The scientists, from London Centre for Nanotechnology at Imperial College London and the University of Vigo, have created a test to detect particular molecules that indicate the presence of disease, even when these are in very low concentrations. There are already tests available for some diseases that look for such biomarkers using biological sensors or ’biosensors’. However, existing biosensors become less sensitive and predictable at detecting biomarkers when they are in very low concentrations, as occurs when a disease is in its early stages.
In today’s study, the researchers demonstrated that the new biosensor test can find a biomarker associated with prostate cancer, called Prostate Specific Antigen (PSA). However, the team say that the biosensor can be easily reconfigured to test for other diseases or viruses where the related biomarker is known.
a, The mechanism involves capturing the target antigen (red) by means of an antibody linked to plasmonic gold nanostars and a secondary antibody conjugated to the enzyme glucose oxidase (GOx; green). b, GOx oxidizes glucose in the presence of the co-factor flavin adenin dinucleotide (FAD), and produces H2O2, which in turn acts as a reducing agent for the formation of metallic silver from silver ions (these are added to the nanostar solution in a final step, akin to the old-fashioned photographic development process). If the sample contains a low concentration of antigen–GOx complexes, the rate of H2O2 production will be low. Silver will then mainly form as a thin coating on the surface of the gold nanostars, resulting in a large shift of the plasmon resonance wavelength (top right). Conversely, a high concentration of antigen–GOx leads to the production of H2O2 at a rate that is so rapid that silver clusters are formed in solution, resulting in a much smaller shift of the nanostar plasmon band (bottom right). Panel a courtesy of Roberto de la Rica and Molly Stevens.

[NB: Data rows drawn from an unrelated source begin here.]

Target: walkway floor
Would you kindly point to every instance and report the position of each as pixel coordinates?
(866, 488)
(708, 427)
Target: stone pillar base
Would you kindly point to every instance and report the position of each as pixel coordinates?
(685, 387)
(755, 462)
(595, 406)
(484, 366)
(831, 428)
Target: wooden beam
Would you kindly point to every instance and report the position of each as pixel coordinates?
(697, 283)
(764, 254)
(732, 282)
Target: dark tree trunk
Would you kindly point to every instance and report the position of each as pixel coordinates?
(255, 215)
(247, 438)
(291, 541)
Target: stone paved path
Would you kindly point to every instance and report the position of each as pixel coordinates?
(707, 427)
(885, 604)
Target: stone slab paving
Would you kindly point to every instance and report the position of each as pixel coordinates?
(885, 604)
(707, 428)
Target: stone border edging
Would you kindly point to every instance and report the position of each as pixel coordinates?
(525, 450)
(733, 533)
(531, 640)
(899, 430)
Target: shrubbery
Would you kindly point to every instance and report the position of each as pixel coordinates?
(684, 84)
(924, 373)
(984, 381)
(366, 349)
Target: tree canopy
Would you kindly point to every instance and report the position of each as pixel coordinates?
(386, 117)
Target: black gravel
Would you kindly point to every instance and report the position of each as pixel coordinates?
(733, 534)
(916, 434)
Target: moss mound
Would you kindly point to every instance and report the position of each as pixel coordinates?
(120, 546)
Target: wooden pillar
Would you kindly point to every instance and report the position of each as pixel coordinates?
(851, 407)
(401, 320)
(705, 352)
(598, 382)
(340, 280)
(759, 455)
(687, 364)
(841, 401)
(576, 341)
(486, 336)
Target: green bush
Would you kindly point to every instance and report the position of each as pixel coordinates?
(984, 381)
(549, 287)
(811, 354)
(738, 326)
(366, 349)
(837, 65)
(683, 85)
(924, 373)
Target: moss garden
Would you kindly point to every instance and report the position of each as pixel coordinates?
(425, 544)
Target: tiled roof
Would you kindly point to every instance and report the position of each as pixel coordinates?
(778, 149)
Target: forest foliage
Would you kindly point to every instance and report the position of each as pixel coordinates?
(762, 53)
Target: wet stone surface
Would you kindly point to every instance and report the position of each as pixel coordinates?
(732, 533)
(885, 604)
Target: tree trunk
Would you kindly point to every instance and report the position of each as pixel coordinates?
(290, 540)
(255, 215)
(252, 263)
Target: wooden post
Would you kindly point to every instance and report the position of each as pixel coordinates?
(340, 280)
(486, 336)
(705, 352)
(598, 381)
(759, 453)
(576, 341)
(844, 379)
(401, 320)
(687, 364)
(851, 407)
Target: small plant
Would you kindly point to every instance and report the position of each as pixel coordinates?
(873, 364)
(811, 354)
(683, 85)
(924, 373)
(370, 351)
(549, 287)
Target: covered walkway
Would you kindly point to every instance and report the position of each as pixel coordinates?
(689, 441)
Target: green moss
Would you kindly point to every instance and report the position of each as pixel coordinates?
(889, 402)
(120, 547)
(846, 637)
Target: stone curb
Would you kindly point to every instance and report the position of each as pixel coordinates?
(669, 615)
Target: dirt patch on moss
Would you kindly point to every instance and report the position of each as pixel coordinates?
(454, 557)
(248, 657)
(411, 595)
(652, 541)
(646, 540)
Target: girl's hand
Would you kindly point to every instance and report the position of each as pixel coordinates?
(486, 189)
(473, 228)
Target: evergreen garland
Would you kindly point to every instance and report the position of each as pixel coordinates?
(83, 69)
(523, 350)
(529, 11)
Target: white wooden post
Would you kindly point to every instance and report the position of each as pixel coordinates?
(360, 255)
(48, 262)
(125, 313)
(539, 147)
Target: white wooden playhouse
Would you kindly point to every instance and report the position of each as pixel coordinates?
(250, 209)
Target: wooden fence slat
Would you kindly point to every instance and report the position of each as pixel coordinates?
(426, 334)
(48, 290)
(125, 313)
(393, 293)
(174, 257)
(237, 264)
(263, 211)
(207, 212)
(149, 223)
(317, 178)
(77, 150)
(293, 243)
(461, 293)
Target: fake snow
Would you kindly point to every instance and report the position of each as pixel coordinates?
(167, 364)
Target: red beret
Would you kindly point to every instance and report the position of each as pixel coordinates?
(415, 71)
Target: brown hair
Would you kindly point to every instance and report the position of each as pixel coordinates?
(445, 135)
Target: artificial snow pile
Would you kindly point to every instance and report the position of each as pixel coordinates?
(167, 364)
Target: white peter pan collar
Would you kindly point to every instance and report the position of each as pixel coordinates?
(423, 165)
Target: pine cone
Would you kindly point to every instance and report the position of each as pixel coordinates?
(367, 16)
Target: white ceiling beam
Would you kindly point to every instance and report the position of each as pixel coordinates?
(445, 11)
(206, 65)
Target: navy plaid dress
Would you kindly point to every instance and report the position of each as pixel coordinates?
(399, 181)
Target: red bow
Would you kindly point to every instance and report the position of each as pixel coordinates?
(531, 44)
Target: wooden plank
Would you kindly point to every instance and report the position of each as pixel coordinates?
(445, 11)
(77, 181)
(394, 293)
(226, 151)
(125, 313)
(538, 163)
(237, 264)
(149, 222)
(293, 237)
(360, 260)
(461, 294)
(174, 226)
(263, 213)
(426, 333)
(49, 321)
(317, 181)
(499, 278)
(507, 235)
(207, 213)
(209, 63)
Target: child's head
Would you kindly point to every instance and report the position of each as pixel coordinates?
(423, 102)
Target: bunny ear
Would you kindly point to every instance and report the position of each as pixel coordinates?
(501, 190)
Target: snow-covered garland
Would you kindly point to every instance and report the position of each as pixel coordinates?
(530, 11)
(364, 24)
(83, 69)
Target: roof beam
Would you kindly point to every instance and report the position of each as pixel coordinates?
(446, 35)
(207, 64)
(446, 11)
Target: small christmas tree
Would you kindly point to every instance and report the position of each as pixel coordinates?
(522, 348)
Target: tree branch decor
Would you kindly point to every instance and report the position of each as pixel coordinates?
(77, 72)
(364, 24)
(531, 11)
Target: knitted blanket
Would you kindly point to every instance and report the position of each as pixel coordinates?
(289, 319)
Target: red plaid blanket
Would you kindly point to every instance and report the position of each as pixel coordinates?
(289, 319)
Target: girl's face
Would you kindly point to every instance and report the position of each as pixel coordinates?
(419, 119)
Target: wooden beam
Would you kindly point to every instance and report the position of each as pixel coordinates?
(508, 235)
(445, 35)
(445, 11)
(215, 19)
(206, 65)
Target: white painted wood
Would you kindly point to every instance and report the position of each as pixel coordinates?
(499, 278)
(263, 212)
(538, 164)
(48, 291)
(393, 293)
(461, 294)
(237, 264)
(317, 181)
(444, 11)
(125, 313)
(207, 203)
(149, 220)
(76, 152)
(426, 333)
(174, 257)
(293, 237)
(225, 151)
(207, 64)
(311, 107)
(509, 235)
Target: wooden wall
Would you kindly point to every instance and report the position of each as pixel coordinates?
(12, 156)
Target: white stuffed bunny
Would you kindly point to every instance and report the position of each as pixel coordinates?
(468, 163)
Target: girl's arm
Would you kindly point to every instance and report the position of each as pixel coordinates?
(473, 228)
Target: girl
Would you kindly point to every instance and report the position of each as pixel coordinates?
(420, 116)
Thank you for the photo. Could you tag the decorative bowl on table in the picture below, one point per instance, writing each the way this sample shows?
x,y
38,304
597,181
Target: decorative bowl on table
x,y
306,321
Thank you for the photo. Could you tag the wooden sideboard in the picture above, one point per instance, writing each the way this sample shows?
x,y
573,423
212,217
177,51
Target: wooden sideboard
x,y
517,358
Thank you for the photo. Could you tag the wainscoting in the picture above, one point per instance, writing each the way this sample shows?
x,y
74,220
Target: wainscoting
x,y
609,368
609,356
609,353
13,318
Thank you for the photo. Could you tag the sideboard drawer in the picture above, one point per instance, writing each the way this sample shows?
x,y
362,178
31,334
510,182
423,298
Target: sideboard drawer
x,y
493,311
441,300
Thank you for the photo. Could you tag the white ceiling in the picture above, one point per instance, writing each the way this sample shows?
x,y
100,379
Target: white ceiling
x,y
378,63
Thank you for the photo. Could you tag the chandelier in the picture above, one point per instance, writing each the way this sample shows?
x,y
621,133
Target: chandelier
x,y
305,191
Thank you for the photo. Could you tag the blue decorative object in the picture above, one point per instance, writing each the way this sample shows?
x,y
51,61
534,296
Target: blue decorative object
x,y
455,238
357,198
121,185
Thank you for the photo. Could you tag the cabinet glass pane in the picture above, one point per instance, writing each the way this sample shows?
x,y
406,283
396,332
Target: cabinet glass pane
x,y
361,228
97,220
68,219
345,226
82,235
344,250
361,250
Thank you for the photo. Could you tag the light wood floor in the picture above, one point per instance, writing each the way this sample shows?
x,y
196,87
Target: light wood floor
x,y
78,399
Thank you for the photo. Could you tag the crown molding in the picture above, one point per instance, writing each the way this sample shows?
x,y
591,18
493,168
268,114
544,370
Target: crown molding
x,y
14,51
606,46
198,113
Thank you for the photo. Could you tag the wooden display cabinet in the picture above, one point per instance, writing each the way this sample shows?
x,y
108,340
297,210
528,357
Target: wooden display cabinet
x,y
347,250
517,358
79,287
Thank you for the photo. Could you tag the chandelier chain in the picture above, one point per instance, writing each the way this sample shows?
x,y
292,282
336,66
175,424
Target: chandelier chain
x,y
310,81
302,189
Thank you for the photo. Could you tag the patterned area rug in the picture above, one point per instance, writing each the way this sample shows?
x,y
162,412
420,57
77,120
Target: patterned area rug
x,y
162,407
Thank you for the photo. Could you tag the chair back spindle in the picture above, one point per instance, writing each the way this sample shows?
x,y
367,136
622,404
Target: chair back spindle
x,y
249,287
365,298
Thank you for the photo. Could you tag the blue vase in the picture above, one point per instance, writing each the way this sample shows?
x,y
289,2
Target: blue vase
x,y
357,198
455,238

Professor Molly Stevens, senior author of the study from the Departments of Materials and Bioengineering at Imperial College London, said:
“It is vital to detect diseases at an early stage if we want people to have the best possible outcomes – diseases are usually easier to treat at this stage, and early diagnosis can give us the chance to halt a disease before symptoms worsen. However, for many diseases, using current technology to look for early signs of disease can be like finding the proverbial needle in a haystack. Our new test can actually find that needle. We only looked at the biomarker for one disease in this study, but we’re confident that the test can be adapted to identify many other diseases at an early stage.”
The team demonstrated the effectiveness of their biosensor by testing PSA biomarker samples in solutions containing a complex mixture of blood derived serum proteins. Monitoring the levels of PSA at ultralow concentrations can be crucial in the early diagnosis of the reocurrance of prostate cancer, but classic detection approaches are not sensitive enough to carry out this analysis with a high degree of accuracy. The new test could enable more reliable diagnosis, but more research will need to be done to further explore its potential.
In their study, the team detected PSA at 0.000000000000000001 grams per millilitre, which is at the limits of current biosensor performance. By comparison, an existing test called an Enzyme-Linked Immunosorbent Assay (ELISA) test can detect PSA at 0.000000001 grams per millilitre, which is nine orders of magnitude more concentrated.
The biosensors used in today’s study consist of nanoscopic-sized gold stars floating in a solution containing other blood derived proteins. Attached to the surface of these gold stars are antibodies, which latch onto PSA when they detect it in a sample. A secondary antibody, which has an enzyme called glucose oxidase attached to it, recognises the PSA and creates a distinctive silver crystal coating on the gold stars, which is more apparent when the PSA biomarkers are in low concentrations. This silver coating acts like a signal that PSA is present, and it can be easily detected by scientists using optical microscopes.
The next stage of the research will see the team carrying out further clinical testing to assess the efficacy of the biosensor in detecting a range of different biomarkers associated with conditions such as HIV and other infections. They will also explore ways of commercialising their product.
This research was funded by the European Research Council and via a Marie Curie fellowship.